Şerda Mazlum Gabar’ın değerlendirmeleri şöyle:
Tarihi ve şanlı 15 Ağustos Atılımı’nın 39’uncu yılını geride bırakıp 40’ıncı yılına girerken, başta yiğit komutanımız Egîd (Mahsum Korkmaz) yoldaş olmak üzere süreklileşen bir türküye dönüşen özgürlük mücadelemizin soy damarları, insanlığın özgürlük çiçekleri şehitlerimizin anıları önünde saygıyla eğiliyor, gerilla ordumuzun Egîd ve Zîlan çizgisinde yürüyerek zaferi kazanacağının sözünü bugün vesilesiyle birkez daha yineliyorum; Önder Apo’nun, yurtsever halkımızın, halkların, kadınların ve tüm gerilla güçlerimizin 15 Ağustos Gerilla Bayramı’nı kutluyorum.
Eylemler, gerçekleştirildikleri zaman ve mekanda toplumların en hayati, en can alıcı sorunlarına işaret ettikleri ve bu sorunlara çözüm oldukları zaman tarihi nitelik taşırlar. Her eylem tarihi eylem olma niteliğini taşımaz. Bir eylemin güncel anlamı kadar tarihi anlamları içermesi için yeni bir aşamaya sıçramayı ifade etmesi gereklidir. Doğru zaman, doğru mekan ve toplumsal sonuç alıcılığın bütünleştiği tarihi eylemler, bu nitelikleriyle normal eylemlerden ayrışırlar; bir ruh ve çizgi olurlar. İşte 15 Ağustos 1984 tarihinde kimsenin adını bile duymadığı Kurdistan ülkesinin en ücra mekanlarından Dihê (Eruh) kasabasında yiğit komutanımız Egîd arkadaşın komutasında gerçekleştirilen özgürlük eylemi de bu özellikleriyle bir ruhtur, bir çizgidir.
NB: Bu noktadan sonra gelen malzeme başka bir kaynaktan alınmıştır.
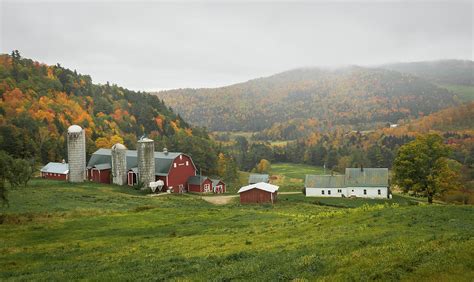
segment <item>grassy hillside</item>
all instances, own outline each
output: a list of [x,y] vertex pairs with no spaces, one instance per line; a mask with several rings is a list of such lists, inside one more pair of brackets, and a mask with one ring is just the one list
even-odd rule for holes
[[[0,280],[451,280],[474,277],[473,208],[280,195],[213,206],[35,180],[2,209]],[[408,203],[408,202],[407,202]]]
[[[286,140],[300,136],[300,124],[311,124],[313,131],[336,125],[363,130],[454,103],[452,93],[424,79],[362,67],[296,69],[227,87],[156,95],[185,119],[211,130],[256,132],[279,123]],[[293,124],[286,126],[288,121]]]
[[455,93],[461,101],[474,101],[474,85],[441,84],[440,87]]

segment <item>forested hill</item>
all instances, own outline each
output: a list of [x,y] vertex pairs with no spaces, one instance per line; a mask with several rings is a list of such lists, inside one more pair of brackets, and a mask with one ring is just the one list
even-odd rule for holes
[[410,74],[346,67],[306,68],[215,89],[156,93],[185,119],[211,130],[260,131],[312,119],[318,129],[371,128],[456,104],[453,93]]
[[440,84],[474,86],[474,62],[464,60],[440,60],[387,64],[388,70],[409,73]]
[[197,139],[190,146],[194,150],[212,153],[207,133],[191,128],[156,96],[97,85],[88,75],[18,52],[0,55],[0,94],[0,150],[16,157],[60,161],[71,124],[86,129],[88,154],[114,142],[134,148],[143,134],[183,150],[176,148],[176,138],[189,136],[188,143]]

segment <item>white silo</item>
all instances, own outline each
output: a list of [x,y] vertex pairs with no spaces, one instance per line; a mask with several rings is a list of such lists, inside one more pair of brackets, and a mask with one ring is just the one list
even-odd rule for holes
[[112,183],[127,184],[127,147],[117,143],[112,146]]
[[67,129],[69,182],[83,182],[86,176],[86,133],[79,125]]
[[138,179],[144,187],[150,187],[155,181],[155,143],[148,138],[141,138],[137,145]]

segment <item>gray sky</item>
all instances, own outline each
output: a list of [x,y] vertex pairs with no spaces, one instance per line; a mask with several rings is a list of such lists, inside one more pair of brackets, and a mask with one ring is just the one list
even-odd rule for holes
[[473,2],[0,0],[0,51],[134,90],[297,67],[473,58]]

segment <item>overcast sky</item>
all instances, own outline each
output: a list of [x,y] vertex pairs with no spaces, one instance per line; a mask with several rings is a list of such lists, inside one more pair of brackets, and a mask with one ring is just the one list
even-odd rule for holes
[[134,90],[216,87],[297,67],[473,57],[473,2],[0,0],[0,51]]

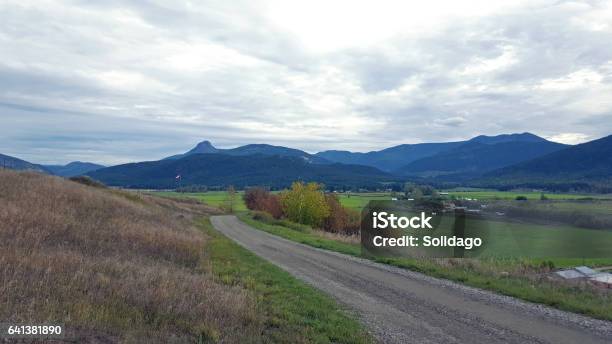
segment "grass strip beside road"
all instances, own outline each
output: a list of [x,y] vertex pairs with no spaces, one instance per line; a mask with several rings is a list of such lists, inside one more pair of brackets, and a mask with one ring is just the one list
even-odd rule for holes
[[332,298],[226,238],[208,219],[200,227],[210,237],[206,258],[214,275],[255,295],[257,314],[263,314],[263,342],[374,342]]
[[[249,213],[239,218],[254,228],[309,246],[361,256],[359,244],[322,238],[314,230],[297,231],[278,224],[255,220]],[[562,310],[612,320],[612,293],[591,288],[557,284],[541,272],[558,265],[580,265],[580,259],[408,259],[365,257],[373,261],[472,287],[549,305]]]
[[323,238],[316,235],[314,230],[304,228],[305,226],[300,226],[304,228],[303,230],[295,230],[278,224],[269,224],[253,219],[249,213],[240,213],[238,218],[240,218],[242,222],[251,225],[252,227],[291,241],[325,250],[340,252],[351,256],[361,255],[361,246],[359,244],[350,244]]

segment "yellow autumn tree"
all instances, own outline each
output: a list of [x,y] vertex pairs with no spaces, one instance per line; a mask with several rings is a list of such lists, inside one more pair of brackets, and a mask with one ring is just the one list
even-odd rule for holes
[[294,182],[281,194],[281,204],[288,219],[312,227],[320,227],[330,212],[322,185],[317,183]]

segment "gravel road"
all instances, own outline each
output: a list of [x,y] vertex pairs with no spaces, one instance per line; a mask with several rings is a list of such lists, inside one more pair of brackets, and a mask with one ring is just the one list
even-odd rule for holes
[[333,296],[381,343],[612,343],[612,322],[301,245],[235,216],[211,221],[241,246]]

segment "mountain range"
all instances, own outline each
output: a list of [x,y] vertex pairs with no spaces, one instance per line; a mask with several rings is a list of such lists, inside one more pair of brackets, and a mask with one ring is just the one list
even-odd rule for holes
[[49,171],[41,165],[33,164],[31,162],[21,160],[19,158],[15,158],[9,155],[4,155],[4,154],[0,154],[0,168],[9,168],[12,170],[28,170],[28,171],[49,173]]
[[494,185],[609,185],[612,182],[612,135],[488,172],[482,182]]
[[83,175],[105,166],[90,163],[73,161],[66,165],[39,165],[34,164],[13,156],[0,154],[0,168],[9,168],[12,170],[35,171],[46,174],[53,174],[60,177],[74,177]]
[[169,189],[183,185],[225,187],[265,185],[284,188],[297,180],[326,186],[377,188],[398,179],[376,168],[338,163],[314,164],[302,156],[188,154],[182,158],[112,166],[88,175],[112,186]]
[[225,154],[232,156],[245,156],[245,155],[278,155],[285,157],[298,157],[304,161],[314,164],[329,164],[330,161],[321,158],[316,155],[308,154],[304,151],[294,148],[287,148],[282,146],[273,146],[268,144],[249,144],[230,149],[220,149],[210,143],[210,141],[202,141],[198,143],[194,148],[183,154],[172,155],[167,159],[180,159],[193,154]]
[[504,141],[467,143],[433,156],[415,160],[396,172],[441,180],[467,180],[489,171],[531,160],[565,148],[566,145],[542,141]]
[[[590,188],[612,185],[612,136],[569,146],[530,133],[477,136],[466,141],[403,144],[367,153],[316,154],[282,146],[249,144],[230,149],[202,141],[159,161],[106,167],[73,162],[37,165],[0,155],[6,167],[61,176],[87,174],[113,186],[288,186],[318,181],[330,187],[400,187],[404,181],[487,187]],[[176,178],[180,175],[180,178]],[[611,189],[612,190],[612,189]]]
[[[530,133],[522,133],[522,134],[503,134],[497,136],[485,136],[480,135],[476,136],[467,141],[456,141],[456,142],[440,142],[440,143],[417,143],[417,144],[403,144],[390,148],[386,148],[379,151],[372,151],[368,153],[354,153],[349,151],[337,151],[337,150],[329,150],[323,151],[316,154],[316,156],[325,158],[329,161],[339,162],[343,164],[358,164],[358,165],[366,165],[379,168],[383,171],[392,172],[399,175],[411,175],[412,167],[410,164],[416,161],[420,161],[423,158],[428,158],[432,156],[436,156],[441,153],[451,152],[454,149],[459,149],[451,154],[469,154],[469,149],[460,148],[465,146],[466,144],[482,144],[482,145],[495,145],[501,143],[508,143],[508,147],[511,149],[513,143],[515,142],[531,142],[534,144],[534,147],[537,147],[540,143],[549,142],[545,139],[530,134]],[[549,142],[551,143],[551,142]],[[519,144],[520,145],[520,144]],[[518,145],[517,145],[518,146]],[[538,150],[539,151],[539,150]],[[520,160],[520,154],[516,154],[516,152],[510,152],[511,154],[517,156],[515,159],[510,159],[511,161]],[[444,155],[445,158],[448,158],[449,154]],[[458,160],[461,160],[460,157],[457,157]],[[528,158],[527,158],[528,159]],[[465,162],[466,164],[469,161]],[[446,169],[450,169],[452,164],[444,167]],[[414,165],[413,165],[414,166]],[[432,166],[434,167],[434,166]],[[423,171],[419,171],[423,172]],[[435,171],[432,171],[435,172]]]
[[[89,173],[123,187],[173,188],[205,184],[274,188],[294,180],[333,187],[381,188],[406,180],[433,183],[478,182],[483,175],[568,148],[530,133],[477,136],[466,141],[404,144],[380,151],[353,153],[250,144],[219,149],[202,141],[191,150],[160,161],[120,165]],[[181,175],[179,180],[173,176]]]
[[91,162],[73,161],[66,165],[43,165],[43,167],[56,176],[74,177],[80,176],[87,172],[99,170],[106,166]]

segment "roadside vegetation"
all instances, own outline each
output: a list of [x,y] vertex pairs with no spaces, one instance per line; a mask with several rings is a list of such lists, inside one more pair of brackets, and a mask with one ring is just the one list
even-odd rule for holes
[[[173,191],[160,191],[155,192],[155,195],[170,197],[170,198],[193,198],[204,204],[221,208],[228,200],[227,191],[205,191],[205,192],[173,192]],[[242,200],[241,191],[236,191],[236,198],[234,203],[234,212],[248,210]]]
[[243,198],[248,209],[267,213],[275,219],[287,219],[330,233],[359,233],[359,212],[343,207],[338,196],[325,193],[321,184],[295,182],[291,189],[278,194],[250,188]]
[[75,342],[370,342],[333,300],[212,231],[218,213],[0,170],[0,322],[62,324]]

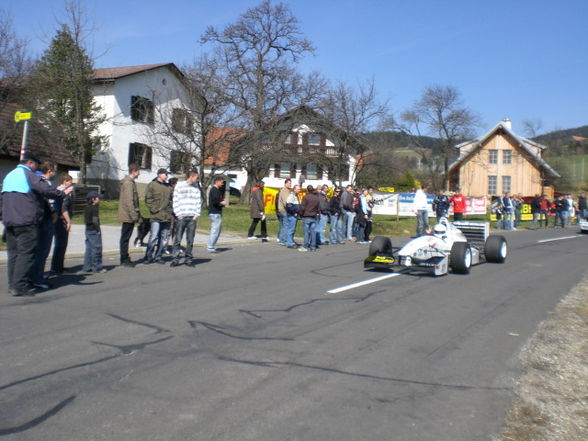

Özgürlük, adalet ve onurlu bir yaşam için savaşmanın, yaşamın savaşmakla anlam ve aydınlık kazandığı bir gerçekliktir. Bu gerçeklik, Kürt halkı gibi yok oluşun eşiğine getirilmiş bir halkın küllerinden yeniden doğması, kurtuluşu ve özgürlük mücadelesini verebilmesi açısından çok büyük bir değer taşır. Özgürlüğe, direnişe ve yaşama büyük bağlılık, anlam katline ve onursuzluğa ise büyük düşmanlık söz konusudur. Soykırım kıskacındaki, sömürge bile olduğu kabul edilmeyen, yok sayılan bir ülke ve halk gerçeği içerisinde böylesine bir özgürlük eylemini gerçekleştirmek büyük anlam gücü, duygu derinliği ve sınırsız inançla mümkündür. Güzel ve doğru olanı sevmek, onu sahiplenmek ve büyütmek ancak onu güçlü yaşamsallaştırmakla mümkündür. Yaşanılmayan, anlamı güçlü konulmayan hiçbir olgu insanı büyük bir eyleme sevk etmez. Eğer bir yerde büyük bir eylem varsa bilinmeli ki, orada büyük bir anlam derinliği ve inanç gücü vardır. İşte bu yönleriyle şanlı 15 Ağustos Atılımı da taşıdığı büyük anlam derinliği ve inanç gücü açısından tarihi niteliktedir.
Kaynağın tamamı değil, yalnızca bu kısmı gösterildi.